A full panel of physiological tests: hydrolysis of starch, gelatin, casein, esculin, adenine, hypoxanthine, xanthine, tyrosine; utylization of d-xylose, d-glucose, l-arabinose, l-rhamnose, d-raffinose, d-mannitol, fructose, cellulose, sucrose, and meso-inositol; decomposition of urea was performed (Yassin et al. 1997).

2.5.1 Antibiotic susceptibility

Minimal inhibitory concentration (MIC) of antibiotics was tested against the airborne actinobacteria strain PCM 2702 and N. alba PCM 2496 and N. prasina PCM 2493 using discs of amoxicillin, erythromycin, gentamicin, tetracycline, and vancomycin, in concentration of 5, 10, and 30 µg on GYM agar incubated for 5 days at 37 °C. The amikacin and oflaxacin were studied in concentration of 30 and 5 µg, respectively.

2.6 Chemotaxonomic studies

An airborne actinobacterial isolate PCM 2702 biomass was obtained by cultivation on medium 79 in the orbitally shaken flasks (for the aeration of bacterial suspension), during 48 h at 37 °C. Bacteria were killed in Koch apparatus (1 h, 100 °C), centrifuged at 11,000g (Sigma), and washed twice by PBS and water. One part of biomass was freeze-dried; the remaining part was stored at −70 °C prior to chemotaxonomic analyses.

Chemotaxonomic identification of the airborne actinobacterial isolate was based on the analyses of the whole-cell sugars, DAP isomer in peptidoglycan, the cellular fatty acids, and the polar lipid profile in the dry and wet biomass (Paściak et al. 2007).

Whole-cell sugars and DAP isomers in whole-cell hydrolysates were determined according to Schaal (1985).

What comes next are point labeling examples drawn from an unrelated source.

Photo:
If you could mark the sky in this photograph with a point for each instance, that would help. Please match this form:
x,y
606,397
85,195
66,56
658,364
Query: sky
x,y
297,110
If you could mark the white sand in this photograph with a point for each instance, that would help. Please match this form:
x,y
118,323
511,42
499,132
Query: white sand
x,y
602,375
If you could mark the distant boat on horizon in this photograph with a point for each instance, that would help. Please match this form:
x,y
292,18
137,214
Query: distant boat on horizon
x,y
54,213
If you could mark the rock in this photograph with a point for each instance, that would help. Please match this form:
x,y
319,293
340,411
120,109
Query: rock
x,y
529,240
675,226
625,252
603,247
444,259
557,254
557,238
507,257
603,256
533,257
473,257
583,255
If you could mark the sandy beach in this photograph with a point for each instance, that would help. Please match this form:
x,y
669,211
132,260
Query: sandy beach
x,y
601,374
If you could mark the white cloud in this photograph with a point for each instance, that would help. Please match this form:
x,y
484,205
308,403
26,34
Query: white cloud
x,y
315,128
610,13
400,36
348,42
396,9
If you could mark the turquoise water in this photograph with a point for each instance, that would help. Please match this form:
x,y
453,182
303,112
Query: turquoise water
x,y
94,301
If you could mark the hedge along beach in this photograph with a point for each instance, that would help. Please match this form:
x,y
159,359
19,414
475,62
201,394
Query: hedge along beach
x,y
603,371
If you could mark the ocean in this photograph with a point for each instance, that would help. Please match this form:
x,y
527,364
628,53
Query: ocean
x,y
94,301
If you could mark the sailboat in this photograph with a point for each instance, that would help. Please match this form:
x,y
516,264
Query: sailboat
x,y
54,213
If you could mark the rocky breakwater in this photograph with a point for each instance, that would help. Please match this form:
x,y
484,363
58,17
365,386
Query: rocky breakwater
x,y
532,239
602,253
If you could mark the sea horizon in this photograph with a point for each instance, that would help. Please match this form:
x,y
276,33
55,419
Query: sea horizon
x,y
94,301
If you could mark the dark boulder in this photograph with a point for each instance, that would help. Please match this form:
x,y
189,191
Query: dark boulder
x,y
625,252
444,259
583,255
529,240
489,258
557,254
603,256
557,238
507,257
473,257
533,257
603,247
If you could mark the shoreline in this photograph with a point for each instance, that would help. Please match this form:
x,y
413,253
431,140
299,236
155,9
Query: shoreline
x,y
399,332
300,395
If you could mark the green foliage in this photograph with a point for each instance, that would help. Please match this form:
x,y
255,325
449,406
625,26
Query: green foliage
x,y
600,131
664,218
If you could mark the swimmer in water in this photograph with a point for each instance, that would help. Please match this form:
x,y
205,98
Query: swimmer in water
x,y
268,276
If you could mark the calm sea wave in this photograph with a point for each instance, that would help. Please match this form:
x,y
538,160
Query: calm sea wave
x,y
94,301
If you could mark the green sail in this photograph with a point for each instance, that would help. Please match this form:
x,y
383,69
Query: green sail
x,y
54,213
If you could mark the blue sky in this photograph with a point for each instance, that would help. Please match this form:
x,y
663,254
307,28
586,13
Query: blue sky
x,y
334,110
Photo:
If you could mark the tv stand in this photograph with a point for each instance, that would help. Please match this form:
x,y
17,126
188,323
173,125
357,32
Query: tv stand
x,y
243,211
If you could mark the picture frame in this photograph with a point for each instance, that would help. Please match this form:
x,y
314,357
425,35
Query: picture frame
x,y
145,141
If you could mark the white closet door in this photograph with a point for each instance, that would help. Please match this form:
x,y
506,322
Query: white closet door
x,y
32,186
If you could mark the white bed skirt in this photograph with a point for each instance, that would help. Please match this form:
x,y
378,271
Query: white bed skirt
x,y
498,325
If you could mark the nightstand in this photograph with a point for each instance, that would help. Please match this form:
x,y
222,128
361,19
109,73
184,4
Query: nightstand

Fatty acid analysis of the whole-cell dry biomass was performed after methanolysis in 2 M methanolic HCl at 80 °C (Paściak et al. 2007). Fatty acid methyl esters (FAMES) were analyzed by gas–liquid chromatography coupled with mass spectrometry (Focus GC with ion trap ITQ 700, Thermo) using helium as the carrier gas and a temperature program on Rxi®-5 ms/Restek column (30 m × 0.25 mm ID) of 150–270 °C, 12 °C/min.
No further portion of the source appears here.